Comes a time when the blind man takes your hand
Says “don’t you see?”— Robert Hunter, “Comes A Time”
We’ve seen examples previously on The PediaBlog about how children in the United States are being born “pre-polluted.” Prenatal exposure to pollution, chemicals, and other toxicants has already been associated with increasing rates of autism, obesity, cancer, birth defects, and ADHD in children. A new study, published in JAMA Psychiatry, highlights the mechanism of action whereby air pollution, specifically polycyclic aromatic hydrocarbons, affects the developing brain’s white matter, prenatally and postnatally:
Our findings suggest that prenatal exposure to PAH air pollutants contributes to slower processing speed, attention-deficit/hyperactivity disorder symptoms, and externalizing problems in urban youth by disrupting the development of left hemisphere white matter, whereas postnatal PAH exposure contributes to additional disturbances in the development of white matter in dorsal prefrontal regions.
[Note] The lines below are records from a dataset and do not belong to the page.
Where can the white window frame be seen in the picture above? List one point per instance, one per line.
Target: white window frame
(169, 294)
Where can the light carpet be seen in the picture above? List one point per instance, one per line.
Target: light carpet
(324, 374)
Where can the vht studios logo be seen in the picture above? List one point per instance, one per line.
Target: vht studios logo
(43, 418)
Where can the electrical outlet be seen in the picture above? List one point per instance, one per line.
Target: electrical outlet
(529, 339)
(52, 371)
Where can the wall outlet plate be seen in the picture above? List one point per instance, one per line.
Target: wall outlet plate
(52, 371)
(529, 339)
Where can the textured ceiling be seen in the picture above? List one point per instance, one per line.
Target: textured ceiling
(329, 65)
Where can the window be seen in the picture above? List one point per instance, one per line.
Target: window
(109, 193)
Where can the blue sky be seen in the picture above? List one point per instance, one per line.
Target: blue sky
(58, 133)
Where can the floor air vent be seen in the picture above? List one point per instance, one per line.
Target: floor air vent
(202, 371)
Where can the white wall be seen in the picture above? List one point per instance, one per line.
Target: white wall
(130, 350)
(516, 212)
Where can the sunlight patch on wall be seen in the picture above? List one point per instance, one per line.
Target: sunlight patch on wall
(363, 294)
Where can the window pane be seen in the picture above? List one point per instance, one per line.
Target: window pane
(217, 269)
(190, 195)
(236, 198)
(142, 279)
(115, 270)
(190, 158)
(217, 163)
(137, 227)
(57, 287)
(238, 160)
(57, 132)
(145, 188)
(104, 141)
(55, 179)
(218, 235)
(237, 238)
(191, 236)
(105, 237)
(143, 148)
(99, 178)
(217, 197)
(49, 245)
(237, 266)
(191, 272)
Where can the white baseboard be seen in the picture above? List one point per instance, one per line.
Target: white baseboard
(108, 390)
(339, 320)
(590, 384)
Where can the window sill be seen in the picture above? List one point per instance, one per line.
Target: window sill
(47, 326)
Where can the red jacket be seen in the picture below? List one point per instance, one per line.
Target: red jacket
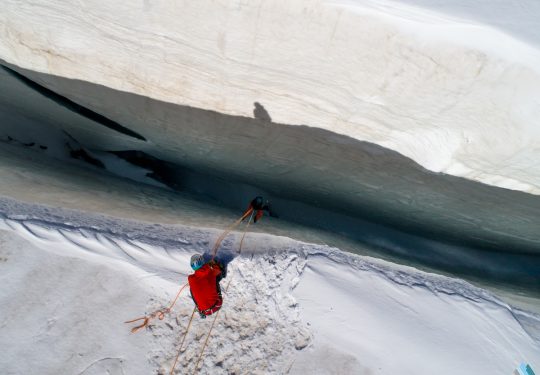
(205, 289)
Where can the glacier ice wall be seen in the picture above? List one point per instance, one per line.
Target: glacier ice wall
(456, 94)
(332, 182)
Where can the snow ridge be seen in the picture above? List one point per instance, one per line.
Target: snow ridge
(268, 324)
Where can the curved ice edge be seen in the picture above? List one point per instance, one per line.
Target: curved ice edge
(152, 247)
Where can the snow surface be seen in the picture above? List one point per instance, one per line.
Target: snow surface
(454, 87)
(292, 307)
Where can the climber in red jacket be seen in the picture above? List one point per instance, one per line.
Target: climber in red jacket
(204, 285)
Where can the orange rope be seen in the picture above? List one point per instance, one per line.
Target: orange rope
(183, 339)
(228, 230)
(160, 314)
(226, 289)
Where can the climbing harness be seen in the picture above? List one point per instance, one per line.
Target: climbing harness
(160, 314)
(226, 289)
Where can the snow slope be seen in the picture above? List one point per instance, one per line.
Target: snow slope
(452, 87)
(292, 307)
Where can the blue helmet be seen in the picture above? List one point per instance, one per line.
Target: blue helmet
(197, 261)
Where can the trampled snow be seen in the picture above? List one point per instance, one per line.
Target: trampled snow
(292, 307)
(332, 109)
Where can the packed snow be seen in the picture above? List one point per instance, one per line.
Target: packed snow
(339, 111)
(291, 308)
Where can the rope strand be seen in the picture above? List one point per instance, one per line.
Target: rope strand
(226, 289)
(160, 314)
(183, 339)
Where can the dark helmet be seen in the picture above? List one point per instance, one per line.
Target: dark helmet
(197, 261)
(258, 203)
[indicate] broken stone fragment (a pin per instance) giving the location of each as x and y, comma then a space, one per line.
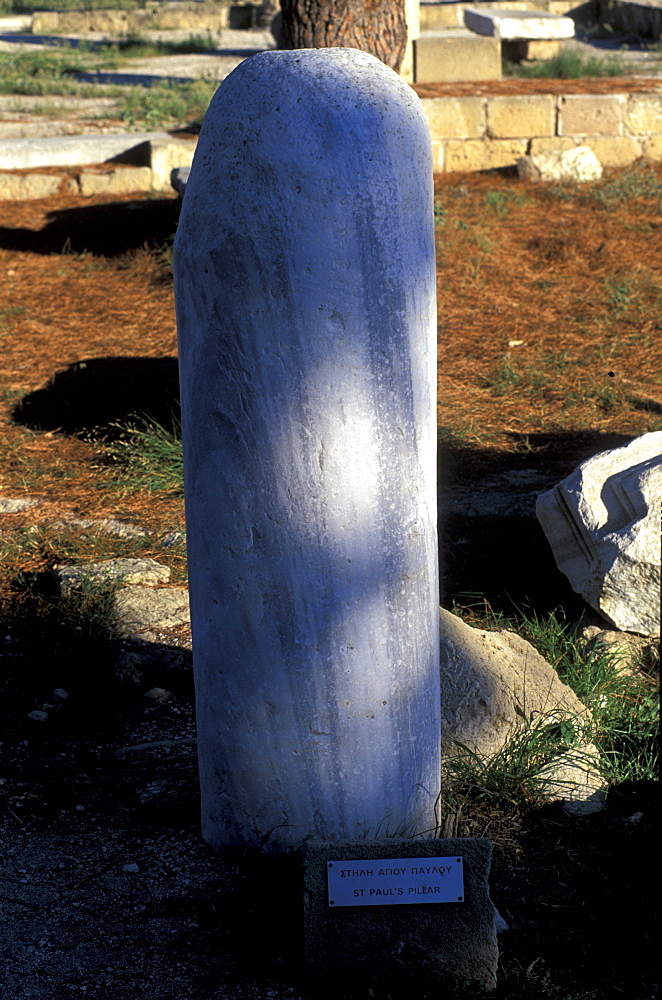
146, 572
578, 164
603, 525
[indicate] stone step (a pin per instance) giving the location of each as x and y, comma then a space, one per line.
513, 25
453, 54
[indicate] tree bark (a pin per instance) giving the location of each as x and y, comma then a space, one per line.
375, 26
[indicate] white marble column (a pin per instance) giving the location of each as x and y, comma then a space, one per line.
305, 291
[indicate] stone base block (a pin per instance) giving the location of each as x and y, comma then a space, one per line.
456, 54
28, 187
400, 946
119, 181
476, 154
515, 24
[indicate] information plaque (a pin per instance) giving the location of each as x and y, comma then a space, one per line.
388, 881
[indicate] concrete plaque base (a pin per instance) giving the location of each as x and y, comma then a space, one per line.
431, 944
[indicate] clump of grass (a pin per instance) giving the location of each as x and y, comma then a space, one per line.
164, 102
524, 770
149, 456
567, 65
624, 705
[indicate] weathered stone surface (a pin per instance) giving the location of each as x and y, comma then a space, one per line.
143, 607
145, 572
456, 54
515, 24
306, 308
523, 116
431, 945
591, 114
603, 524
493, 683
123, 180
577, 164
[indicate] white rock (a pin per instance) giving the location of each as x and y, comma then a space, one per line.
146, 572
603, 524
578, 164
494, 684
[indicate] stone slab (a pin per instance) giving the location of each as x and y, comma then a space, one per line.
456, 54
431, 944
509, 24
74, 150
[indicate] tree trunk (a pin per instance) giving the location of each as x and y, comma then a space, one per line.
375, 26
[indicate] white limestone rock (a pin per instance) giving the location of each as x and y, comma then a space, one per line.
146, 572
495, 684
578, 164
603, 524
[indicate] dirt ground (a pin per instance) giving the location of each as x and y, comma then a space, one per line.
549, 351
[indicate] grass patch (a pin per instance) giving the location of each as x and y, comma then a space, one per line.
624, 706
149, 456
567, 65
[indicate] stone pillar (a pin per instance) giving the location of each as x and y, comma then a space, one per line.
305, 291
413, 19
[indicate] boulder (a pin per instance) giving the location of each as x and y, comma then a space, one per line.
603, 524
143, 607
494, 685
146, 572
578, 164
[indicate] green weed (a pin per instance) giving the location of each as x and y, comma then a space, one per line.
567, 65
149, 456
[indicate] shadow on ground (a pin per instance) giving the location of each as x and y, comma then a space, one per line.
106, 230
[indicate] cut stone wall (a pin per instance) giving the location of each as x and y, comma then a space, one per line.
481, 133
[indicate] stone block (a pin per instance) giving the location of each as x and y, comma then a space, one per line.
123, 180
530, 50
476, 154
433, 945
27, 187
165, 155
143, 572
441, 15
516, 117
578, 164
77, 150
516, 24
456, 54
652, 148
455, 117
591, 114
603, 525
643, 114
495, 684
556, 144
615, 152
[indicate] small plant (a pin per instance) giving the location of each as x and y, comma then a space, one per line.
150, 455
567, 65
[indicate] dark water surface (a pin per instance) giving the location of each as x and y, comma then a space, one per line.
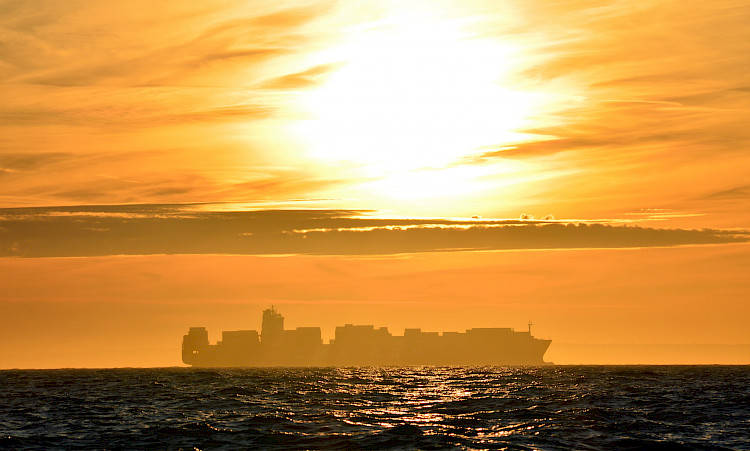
569, 407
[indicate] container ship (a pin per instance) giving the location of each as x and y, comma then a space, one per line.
360, 345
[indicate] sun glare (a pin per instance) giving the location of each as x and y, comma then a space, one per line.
414, 93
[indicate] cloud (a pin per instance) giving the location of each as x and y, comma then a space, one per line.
184, 229
302, 80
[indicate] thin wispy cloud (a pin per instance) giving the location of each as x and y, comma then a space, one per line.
174, 229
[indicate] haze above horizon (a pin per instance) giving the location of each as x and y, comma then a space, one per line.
196, 162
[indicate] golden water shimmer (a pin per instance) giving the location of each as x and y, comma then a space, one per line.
582, 164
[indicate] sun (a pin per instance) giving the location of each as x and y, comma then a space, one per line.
413, 97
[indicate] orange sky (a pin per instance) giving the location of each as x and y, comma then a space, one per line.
607, 114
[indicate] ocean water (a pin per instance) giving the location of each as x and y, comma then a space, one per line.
563, 407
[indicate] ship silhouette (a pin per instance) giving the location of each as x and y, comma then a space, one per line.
356, 345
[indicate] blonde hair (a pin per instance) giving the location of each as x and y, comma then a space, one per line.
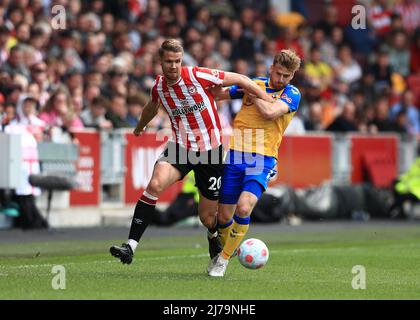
288, 59
170, 45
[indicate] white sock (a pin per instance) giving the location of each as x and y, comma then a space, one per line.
133, 244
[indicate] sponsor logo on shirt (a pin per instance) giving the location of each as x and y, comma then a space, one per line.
188, 109
192, 89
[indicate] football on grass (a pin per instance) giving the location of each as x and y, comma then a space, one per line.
253, 254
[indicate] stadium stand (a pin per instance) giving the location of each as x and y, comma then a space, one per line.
97, 70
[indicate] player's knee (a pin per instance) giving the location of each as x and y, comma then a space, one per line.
155, 187
243, 210
208, 218
223, 218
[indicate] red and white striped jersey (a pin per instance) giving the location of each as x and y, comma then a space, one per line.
191, 107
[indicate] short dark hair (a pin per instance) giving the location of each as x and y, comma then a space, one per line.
172, 45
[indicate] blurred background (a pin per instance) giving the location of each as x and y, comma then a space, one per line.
73, 83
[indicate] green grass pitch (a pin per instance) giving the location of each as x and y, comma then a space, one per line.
302, 265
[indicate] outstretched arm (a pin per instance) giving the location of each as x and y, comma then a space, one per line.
149, 112
270, 110
220, 93
247, 84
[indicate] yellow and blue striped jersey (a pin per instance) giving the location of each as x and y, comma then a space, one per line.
252, 133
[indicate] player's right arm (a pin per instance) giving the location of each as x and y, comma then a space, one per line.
232, 78
149, 112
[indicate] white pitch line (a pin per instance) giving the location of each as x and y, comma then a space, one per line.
202, 255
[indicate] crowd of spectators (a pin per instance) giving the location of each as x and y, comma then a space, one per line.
98, 70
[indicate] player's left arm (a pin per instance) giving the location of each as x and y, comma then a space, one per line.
232, 78
288, 102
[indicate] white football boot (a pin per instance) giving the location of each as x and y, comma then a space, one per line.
217, 266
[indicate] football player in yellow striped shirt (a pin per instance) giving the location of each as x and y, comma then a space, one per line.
258, 129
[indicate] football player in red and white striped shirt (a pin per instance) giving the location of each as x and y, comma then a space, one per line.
184, 93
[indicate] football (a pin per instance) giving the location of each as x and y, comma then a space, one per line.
253, 254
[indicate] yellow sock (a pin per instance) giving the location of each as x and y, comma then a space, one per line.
239, 229
224, 231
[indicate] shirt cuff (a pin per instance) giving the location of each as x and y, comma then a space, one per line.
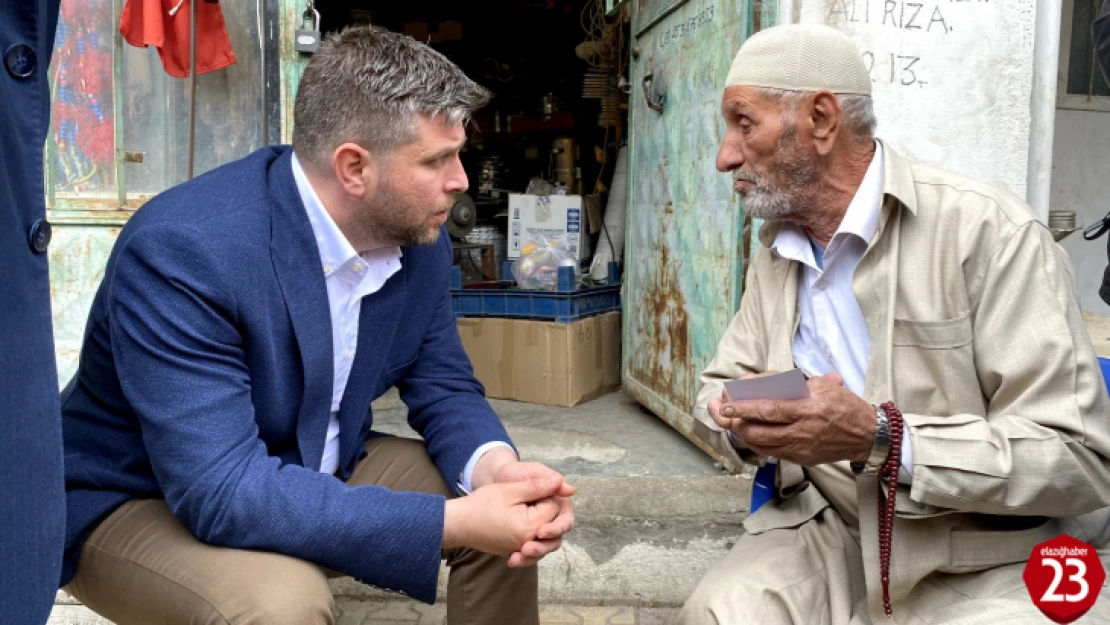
464, 480
906, 471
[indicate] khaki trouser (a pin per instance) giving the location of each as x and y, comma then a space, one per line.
814, 575
141, 566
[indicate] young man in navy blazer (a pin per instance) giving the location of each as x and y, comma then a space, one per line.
220, 463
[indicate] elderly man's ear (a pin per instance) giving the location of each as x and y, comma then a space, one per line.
825, 120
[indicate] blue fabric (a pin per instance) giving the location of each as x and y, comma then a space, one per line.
32, 513
763, 486
207, 377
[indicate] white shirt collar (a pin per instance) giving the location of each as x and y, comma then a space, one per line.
861, 219
335, 251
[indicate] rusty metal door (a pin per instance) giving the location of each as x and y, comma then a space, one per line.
685, 228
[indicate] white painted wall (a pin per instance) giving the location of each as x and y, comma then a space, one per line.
951, 79
1081, 183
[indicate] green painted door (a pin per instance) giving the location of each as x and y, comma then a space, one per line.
685, 228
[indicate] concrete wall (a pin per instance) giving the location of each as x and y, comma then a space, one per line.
951, 81
1081, 183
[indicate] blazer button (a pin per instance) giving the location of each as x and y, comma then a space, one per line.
20, 60
39, 237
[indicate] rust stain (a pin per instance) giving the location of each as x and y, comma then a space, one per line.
664, 358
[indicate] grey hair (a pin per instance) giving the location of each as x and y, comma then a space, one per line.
366, 86
858, 110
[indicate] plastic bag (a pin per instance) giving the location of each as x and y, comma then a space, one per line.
537, 268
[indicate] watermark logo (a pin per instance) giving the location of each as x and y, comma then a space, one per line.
1065, 576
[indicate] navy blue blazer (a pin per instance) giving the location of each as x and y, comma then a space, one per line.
32, 513
205, 377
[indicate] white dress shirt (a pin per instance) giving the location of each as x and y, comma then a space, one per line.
350, 276
833, 334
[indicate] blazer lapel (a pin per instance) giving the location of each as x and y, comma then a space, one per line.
379, 316
298, 265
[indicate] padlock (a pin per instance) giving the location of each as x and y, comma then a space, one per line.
308, 39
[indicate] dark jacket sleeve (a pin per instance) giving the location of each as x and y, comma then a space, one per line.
180, 359
446, 403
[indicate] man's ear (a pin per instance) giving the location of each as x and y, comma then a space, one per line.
825, 117
356, 170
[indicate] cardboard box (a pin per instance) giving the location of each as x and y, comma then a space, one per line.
554, 217
561, 364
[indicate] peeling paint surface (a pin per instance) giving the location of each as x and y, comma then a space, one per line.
78, 255
685, 223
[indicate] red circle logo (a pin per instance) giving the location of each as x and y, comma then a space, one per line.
1065, 576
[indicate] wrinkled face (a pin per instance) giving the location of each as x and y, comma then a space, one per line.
417, 183
772, 168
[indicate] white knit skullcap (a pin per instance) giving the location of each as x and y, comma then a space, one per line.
800, 58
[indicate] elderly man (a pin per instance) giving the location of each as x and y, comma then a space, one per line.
954, 392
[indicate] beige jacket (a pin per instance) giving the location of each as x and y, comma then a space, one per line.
977, 338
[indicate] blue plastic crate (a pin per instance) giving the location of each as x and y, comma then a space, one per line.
566, 305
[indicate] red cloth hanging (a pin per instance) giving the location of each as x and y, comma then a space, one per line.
149, 22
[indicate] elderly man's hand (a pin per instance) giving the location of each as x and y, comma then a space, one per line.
833, 424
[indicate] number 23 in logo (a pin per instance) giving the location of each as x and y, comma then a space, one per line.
1063, 576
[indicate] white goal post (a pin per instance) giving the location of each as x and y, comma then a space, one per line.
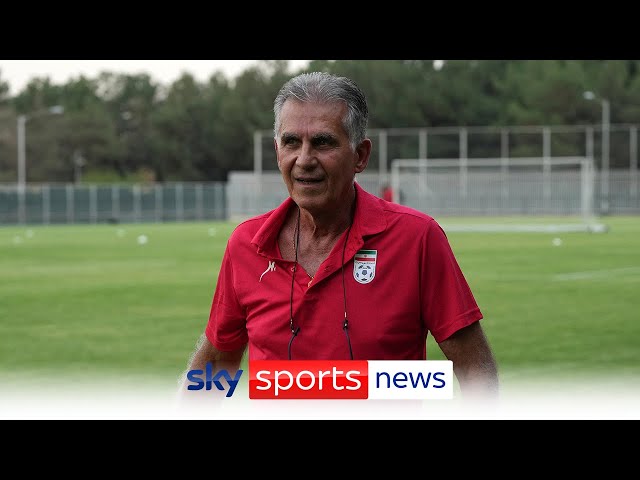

That’s pretty specific damage, caused by increasingly ubiquitous air pollution, resulting in very significant cognitive problems in children. Kathleen Doheny says the researchers used MRI scans to document the anatomical brain changes caused by air pollution exposure and help explain the clinical effects:
They found that prenatal exposure to the pollutants was linked with thinking and behavioral problems. The greater the exposure, the worse the brain changes and the more likely the kids were to have ADHD symptoms or other issues.
In earlier research, the team had found that exposure to PAHs during gestation was linked with several problems, including developmental delays by age 3, reduced verbal IQ at age 5 and anxiety and depression by age 7.
In the new study, the researchers found reductions in the white matter surface of the brain’s left hemisphere. This type of reduction is linked to slower processing of information during IQ tests and more severe problems in behavior, including ADHD symptoms and aggression, the researchers said. Being exposed after birth was linked to additional white matter changes linked to problems in concentration and problem-solving ability.
Polycyclic aromatic hydrocarbons (PAH) are the toxic byproducts of burning carbon — fossil fuels (oil, coal, natural gas) and plant material, including tobacco. And while we’re on the subject of burning carbon and ADHD, Shereen Lehman has news for adults who expose children to secondhand tobacco smoke:
Children exposed to tobacco smoke at home are up to three times more likely to have attention deficit hyperactive disorder (ADHD) as unexposed kids, according to a new study from Spain.
The association was stronger for kids with one or more hours of secondhand smoke exposure every day, the authors found. And the results held when researchers accounted for parents’ mental health and other factors.
“We showed a significant and substantial dose–response association between (secondhand smoke) exposure in the home and a higher frequency of global mental problems,” the authors write in Tobacco Control.
According to the Centers for Disease Control and Prevention, two of every five children in the US are exposed to secondhand smoke regularly.
Parents: Think about this the next time your child gets stuck in traffic behind a diesel-burning, soot-spewing truck, or finds himself in the same room where tobacco is being smoked, or plays outside on an “ozone action day” this summer.
Doctors: Think about indoor and outdoor environmental pollution as a cause of cognitive and physical maladies our patients are born with, or later acquire. Factor in where people live and their proximity to heavy traffic, industrial sites, power plants, natural gas and oil wells, and communities that allow backyard plant and leaf burning. (Southwestern Pennsylvania has lots of these carbon-burning sites, yet most people I ask don’t have a clue how close the nearest unconventional natural gas well is from their homes. Do you?)
Accumulating data is shining a bright light on a big problem — if only we could see it.